Liverpool adalah finalis musim lalu. Mereka kalah dari Real Madrid di final, 1-3. Ketika Madrid tidak ada, otomatis tim asuhan Klopp langsung masuk sebagai daftar utama kandidat juara.
"Ini adalah langkah besar bagi kami. Kami kembali berada di sini setelah melewati tim hebat. Hal ini tanda yang sangat fantastis. Kita lihat apa yang akan terjadi musim ini," kata Klopp.

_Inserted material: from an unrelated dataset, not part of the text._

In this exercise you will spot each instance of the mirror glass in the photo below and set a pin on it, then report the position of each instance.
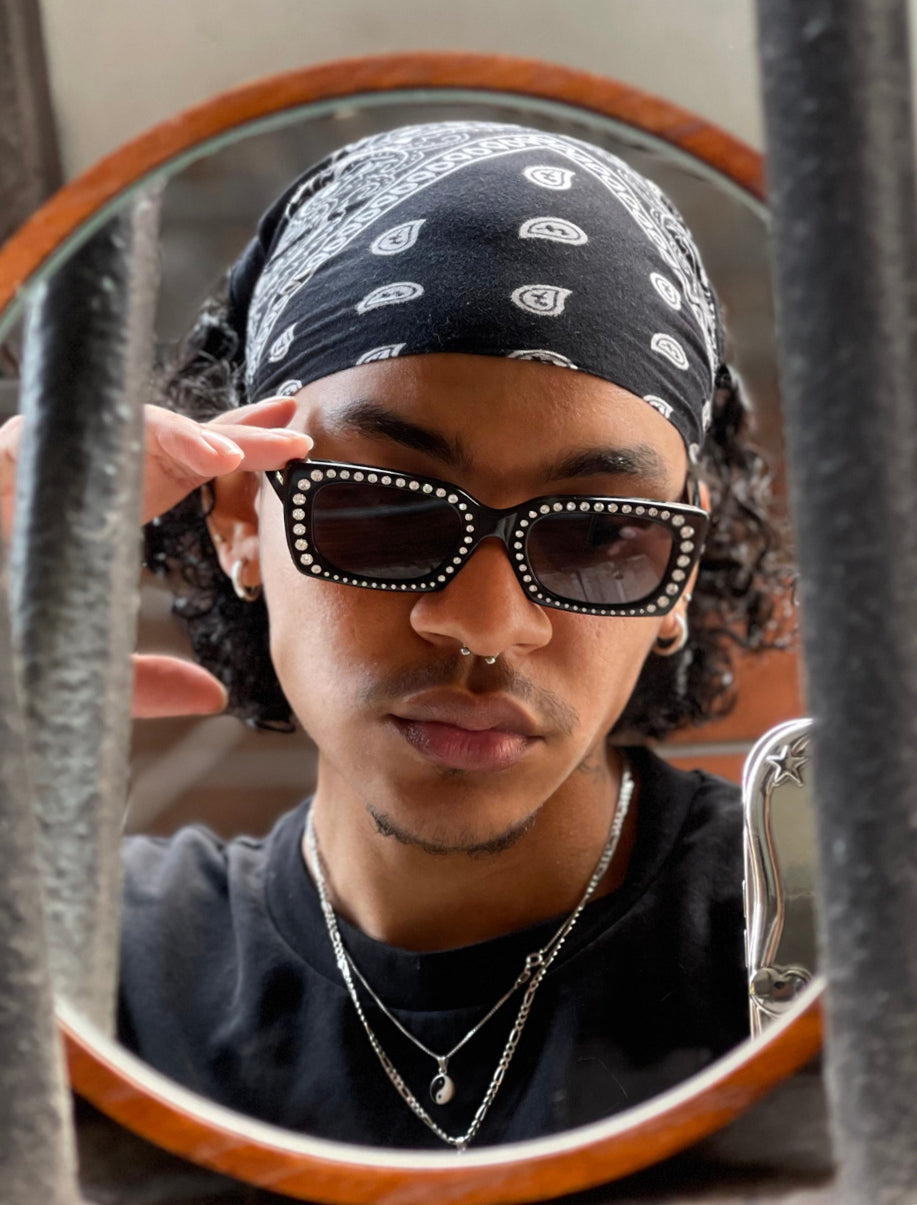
(216, 771)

City juga menjadi favorit juara. Mereka menunjukkan dominasi dengan menumbangkan Schalke 04 dengan agregat 10-2. Salah satu agregat terbesar sepanjang sejarah fase grup Liga Champions. Di bawah pelatihan Guardiola, City menjadi salah satu tim paling berbahaya di Eropa. Kini mereka baru sekali kalah dari 19 pertandingan sejak awal tahun 2019.
Meski begitu, Guardiola menolak dibebani status calon juara. ”Saya menang dua kali Liga Champions, tetapi kalah tujuh kali. Jadi, lebih banyak kalah. Saya bukan Real Madrid yang memenangi tiga gelar beruntun. Kami akan mencoba mendapatkannya," ucapnya.
Lawan terberat klub Inggris adalah tim berpengalaman seperti Juventus dan Barcelona. Dua klub ini paling berpengalaman dari delapan tim tersisa. Apalagi, mereka dihuni pemain terbaik di dunia, Cristiano Ronaldo bersama Juventus dan Lionel Messi bersama Barcelona.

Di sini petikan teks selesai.